HATTIESBURG, MS (WDAM) - Oseola McCarty grew up at her family home on Miller Street in Hattiesburg.
With little money and a whole lot of faith, McCarty learned the value of hard work at a very young age.
Her friend, Bud Kirkpatrick, said working was how she helped others
"She just washed and ironed clothes for other people," Kirkpatrick said.
McCarty worked with her mother, grandmother and aunt by her side.
When her aunt became gravely ill, she dropped out of school in the sixth grade to work full time.
In those days, she did not earn very much, but the little she made, she saved.
Paul Laughlin was her banker.
"Saving more than she spent and then socking it away. She kept currency in her house and periodically would walk down to the bank," Laughlin said.
McCarty had at least three bank accounts in the Hattiesburg area.
"In the summer of 1995, it came to her attention that she wasn't keeping up with her money like she wanted to," Laughlin said.
When Laughlin sat down with her to break it all down, he said McCarty was surprised at just how much she had.
"Her total estate value was around 250,000 dollars. I asked her what she wanted us to do with the money if she set it up in a trust," McCarty added.
She left some of it to her family, another portion to her church, but $150,000 went to a nearby school to set up a scholarship fund.

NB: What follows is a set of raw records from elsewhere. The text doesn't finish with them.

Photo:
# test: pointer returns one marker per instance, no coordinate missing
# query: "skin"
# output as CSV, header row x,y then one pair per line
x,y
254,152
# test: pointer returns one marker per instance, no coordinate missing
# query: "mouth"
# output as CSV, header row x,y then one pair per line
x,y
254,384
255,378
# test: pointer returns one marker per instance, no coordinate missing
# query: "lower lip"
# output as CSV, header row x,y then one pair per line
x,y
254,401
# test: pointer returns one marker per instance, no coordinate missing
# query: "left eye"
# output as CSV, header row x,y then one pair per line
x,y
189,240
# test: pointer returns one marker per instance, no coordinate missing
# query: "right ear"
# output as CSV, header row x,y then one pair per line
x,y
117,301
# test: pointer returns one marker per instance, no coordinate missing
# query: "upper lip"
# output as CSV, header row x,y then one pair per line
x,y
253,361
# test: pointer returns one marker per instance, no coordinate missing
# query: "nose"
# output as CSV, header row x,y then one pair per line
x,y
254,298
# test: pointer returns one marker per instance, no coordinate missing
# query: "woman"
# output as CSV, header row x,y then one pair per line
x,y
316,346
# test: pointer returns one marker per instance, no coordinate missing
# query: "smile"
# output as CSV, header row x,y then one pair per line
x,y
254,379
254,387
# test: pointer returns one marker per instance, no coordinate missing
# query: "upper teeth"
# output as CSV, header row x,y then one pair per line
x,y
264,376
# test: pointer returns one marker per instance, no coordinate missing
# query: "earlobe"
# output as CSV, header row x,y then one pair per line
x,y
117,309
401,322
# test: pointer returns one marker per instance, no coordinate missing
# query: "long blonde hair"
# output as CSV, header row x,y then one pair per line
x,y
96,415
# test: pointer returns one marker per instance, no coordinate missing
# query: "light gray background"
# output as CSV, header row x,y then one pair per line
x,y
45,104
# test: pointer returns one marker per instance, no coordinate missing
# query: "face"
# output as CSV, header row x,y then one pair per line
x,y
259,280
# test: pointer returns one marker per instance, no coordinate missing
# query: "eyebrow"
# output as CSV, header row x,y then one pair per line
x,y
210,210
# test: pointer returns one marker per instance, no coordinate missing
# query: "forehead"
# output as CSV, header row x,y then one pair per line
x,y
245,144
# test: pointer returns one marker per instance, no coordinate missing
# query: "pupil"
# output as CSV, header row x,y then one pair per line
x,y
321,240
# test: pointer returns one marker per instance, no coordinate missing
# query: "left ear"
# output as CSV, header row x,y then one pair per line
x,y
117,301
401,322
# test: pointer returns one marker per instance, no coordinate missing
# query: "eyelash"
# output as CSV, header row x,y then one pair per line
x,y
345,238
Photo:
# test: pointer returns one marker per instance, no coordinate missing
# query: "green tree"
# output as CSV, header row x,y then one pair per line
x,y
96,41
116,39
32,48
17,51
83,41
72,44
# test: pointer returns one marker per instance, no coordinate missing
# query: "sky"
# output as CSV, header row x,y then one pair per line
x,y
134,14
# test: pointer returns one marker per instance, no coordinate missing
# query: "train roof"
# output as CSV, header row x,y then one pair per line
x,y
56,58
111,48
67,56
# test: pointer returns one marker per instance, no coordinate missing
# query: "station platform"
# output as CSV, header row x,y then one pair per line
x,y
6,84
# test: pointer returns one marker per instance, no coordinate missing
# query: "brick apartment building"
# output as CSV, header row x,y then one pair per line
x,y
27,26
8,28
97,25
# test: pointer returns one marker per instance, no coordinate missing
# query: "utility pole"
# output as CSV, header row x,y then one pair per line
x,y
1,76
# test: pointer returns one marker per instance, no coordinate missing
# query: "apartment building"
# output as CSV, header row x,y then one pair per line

"At the time I didn't know which college she was talking about, but we figured it out," McCarty said.
The college was The University of Southern Mississippi, but why she wanted to leave so much to a place she would never step foot on was anybody's guess.
J.T. Tisdale is the major gifts officer for the USM foundation. He said McCarty just wanted to help students in financial need.
"It was her way of showing others the value of an education even though she was never able to get one of her own," Tisdale said.
Carletta Barnes was a recipient of McCarty's scholarship.
She now has her own dental practice in Hattiesburg.
"It was because of her, that I'm able to do this. Having the scholarship meant that I did not have to work. I just had to focus on my school," McCarty said
Many students in the area have benefited from the McCarty's scholarship.
"We occasionally receive donations to her scholarship to this day," Tisdale said.